Trump’s hunt to replace Comey has been a tumultuous one. The president suggested before his week-long trip to the Middle East and Europe last month that Joe Lieberman, a former Democratic senator from Connecticut, was his frontrunner for the job. But Lieberman’s possible nomination received a cool reception on Capitol Hill, and when Trump returned from his overseas trip, the White House said it would restart the search.

Wray would lead the FBI’s investigation into Russian interference in the 2016 presidential election under the oversight of Special Counsel Robert Mueller, who took over the overall case last month, if confirmed by the Senate. The two men are well acquainted with one another: Wray, Mueller, and Comey previously worked together during the Bush administration when Mueller led the FBI and Comey served as Deputy Attorney General.

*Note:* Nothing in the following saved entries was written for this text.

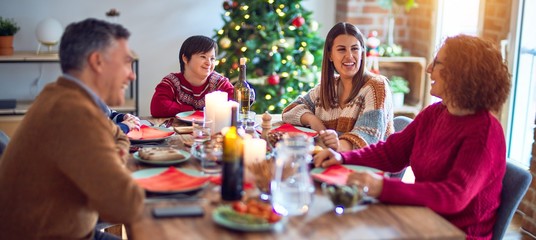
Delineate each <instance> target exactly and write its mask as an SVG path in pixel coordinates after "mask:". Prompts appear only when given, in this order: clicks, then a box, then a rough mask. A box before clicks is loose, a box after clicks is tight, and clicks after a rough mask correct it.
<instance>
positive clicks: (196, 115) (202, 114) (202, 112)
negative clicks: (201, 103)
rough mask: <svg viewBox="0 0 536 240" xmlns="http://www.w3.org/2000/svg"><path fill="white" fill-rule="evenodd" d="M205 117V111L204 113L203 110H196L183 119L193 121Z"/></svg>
mask: <svg viewBox="0 0 536 240" xmlns="http://www.w3.org/2000/svg"><path fill="white" fill-rule="evenodd" d="M203 118H205V113H203V112H201V111H195V112H193V113H192V114H190V115H188V116H186V117H183V118H182V119H183V120H186V121H193V120H195V119H203Z"/></svg>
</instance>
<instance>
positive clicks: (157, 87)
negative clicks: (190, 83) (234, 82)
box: [151, 72, 234, 117]
mask: <svg viewBox="0 0 536 240" xmlns="http://www.w3.org/2000/svg"><path fill="white" fill-rule="evenodd" d="M218 90H219V91H223V92H227V96H228V99H229V100H232V99H233V97H234V96H233V94H234V87H233V85H232V84H231V82H229V79H228V78H226V77H224V76H222V75H220V74H219V73H217V72H212V73H211V74H210V75H209V76H208V77H207V81H206V82H205V84H203V85H201V86H197V87H196V86H192V85H191V84H190V83H189V82H188V81H187V80H186V78H184V75H183V74H182V73H170V74H168V75H167V76H165V77H164V78H163V79H162V81H161V82H160V83H159V84H158V85H157V86H156V88H155V93H154V95H153V98H152V100H151V115H152V116H153V117H173V116H175V115H176V114H177V113H180V112H186V111H193V110H203V107H205V95H206V94H207V93H210V92H213V91H218Z"/></svg>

It was in those positions that the three men took part in one of the most dramatic moments in Justice Department history. In 2004, the Bush White House planned to reauthorize a warrantless-surveillance program known as Stellar Wind. Comey, who was acting attorney general at the time while John Ashcroft was hospitalized, questioned its constitutionality and enlisted Mueller for support.

As the program’s expiration date neared, Comey and Mueller drafted letters of resignation to proffer if Bush reauthorized the program over their objections. Most of the top officials in the Justice Department and the FBI drafted similar letters, with Wray reportedly among them. Bush, who had been unaware of the imminent revolt until Comey and Mueller told him they would resign, added new limits to the program to avert it.

If confirmed, Wray could face similar clashes with the White House. Trump’s growing frustration with the sprawling Russia investigation reportedly led him to ask Dan Coats, the director of national intelligence, and Mike Rogers, the director of the National Security Agency, to intervene with Comey to end the investigation in March. The president also reportedly asked Comey to pledge his personal loyalty to him as part of a broader effort to persuade the former FBI director to curb the probe into Flynn and other Trump campaign officials. Senators will undoubtedly ask whether Wray faced similar pressure from the president who could put him in charge of the nation’s preeminent law-enforcement agency.